This article relates to the use of a composite metallurgy of PtSi and Al-Cu as a metallurgy for semiconductor wiring. The metallurgy may be used both for forming ohmic contacts and for Schottky barrier diodes. Pure Cr interdiffuses readily with aluminum to form the Cr-Al, intermetallic. However, if the Cr is evaporated in an oxidizing ambient, such as H(2)O or O(2), a film which is a mixture of Cr and Cr(2)O(3) is formed which is significantly less reactive with Al than pure Cr. The Cr-Cr(2)O(3) film exhibits a negative temperature coefficient of resistivity unlike metals, which have a positive temperature coefficient of resistance. Typically, a partial pressure of H(2)O of approximately 3 x 10/-5/ torr is maintained in the evaporator during the entire Cr deposition.

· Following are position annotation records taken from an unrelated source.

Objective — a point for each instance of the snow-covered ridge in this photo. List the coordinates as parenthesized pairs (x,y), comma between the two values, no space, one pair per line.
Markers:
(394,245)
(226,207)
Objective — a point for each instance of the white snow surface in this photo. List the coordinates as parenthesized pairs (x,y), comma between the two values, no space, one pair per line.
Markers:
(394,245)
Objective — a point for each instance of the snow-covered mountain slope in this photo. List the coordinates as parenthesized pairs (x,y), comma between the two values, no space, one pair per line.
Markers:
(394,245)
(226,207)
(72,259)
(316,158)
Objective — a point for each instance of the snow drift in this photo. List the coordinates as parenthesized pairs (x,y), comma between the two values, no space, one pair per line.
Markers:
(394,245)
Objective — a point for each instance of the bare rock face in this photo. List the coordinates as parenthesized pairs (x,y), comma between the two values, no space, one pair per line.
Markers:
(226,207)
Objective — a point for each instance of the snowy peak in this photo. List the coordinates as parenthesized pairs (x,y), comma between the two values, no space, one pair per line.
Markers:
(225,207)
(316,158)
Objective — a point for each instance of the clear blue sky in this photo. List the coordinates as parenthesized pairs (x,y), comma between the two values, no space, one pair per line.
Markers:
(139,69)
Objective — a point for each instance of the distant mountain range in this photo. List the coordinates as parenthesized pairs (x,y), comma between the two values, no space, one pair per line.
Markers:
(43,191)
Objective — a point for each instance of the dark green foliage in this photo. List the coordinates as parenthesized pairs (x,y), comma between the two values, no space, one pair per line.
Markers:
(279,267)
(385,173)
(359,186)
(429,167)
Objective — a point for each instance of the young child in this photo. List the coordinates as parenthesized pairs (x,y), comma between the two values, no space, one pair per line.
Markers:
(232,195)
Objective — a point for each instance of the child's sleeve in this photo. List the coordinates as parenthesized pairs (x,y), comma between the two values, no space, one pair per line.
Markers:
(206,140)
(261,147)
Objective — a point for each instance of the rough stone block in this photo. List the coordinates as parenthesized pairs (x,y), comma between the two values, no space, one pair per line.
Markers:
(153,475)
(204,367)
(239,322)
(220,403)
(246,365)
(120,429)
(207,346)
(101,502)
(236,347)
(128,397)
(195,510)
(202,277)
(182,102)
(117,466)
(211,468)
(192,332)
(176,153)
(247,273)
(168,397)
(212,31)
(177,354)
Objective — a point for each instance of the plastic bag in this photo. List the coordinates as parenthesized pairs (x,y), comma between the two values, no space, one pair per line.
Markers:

This mixture is a substantially better diffusion barrier between Al and PtSi than is pure Cr. The use of this mixture also reduces the need for the incorporation of Si in the Al-Cu alloy. The use of Si necessitates sintering at 400 degrees C or more to drive it into solution with the Al-Cu. The high temperature step causes Si to diffuse into the Al-Cu film and precipitate in grain boundaries, leading to several detrimental effects, such as increased conductive stripe resistance and etching. The use of the Cr-Cr(2)O(3) film eliminates the need for the Si so that the high temperature sintering step, to drive the Si into solutio...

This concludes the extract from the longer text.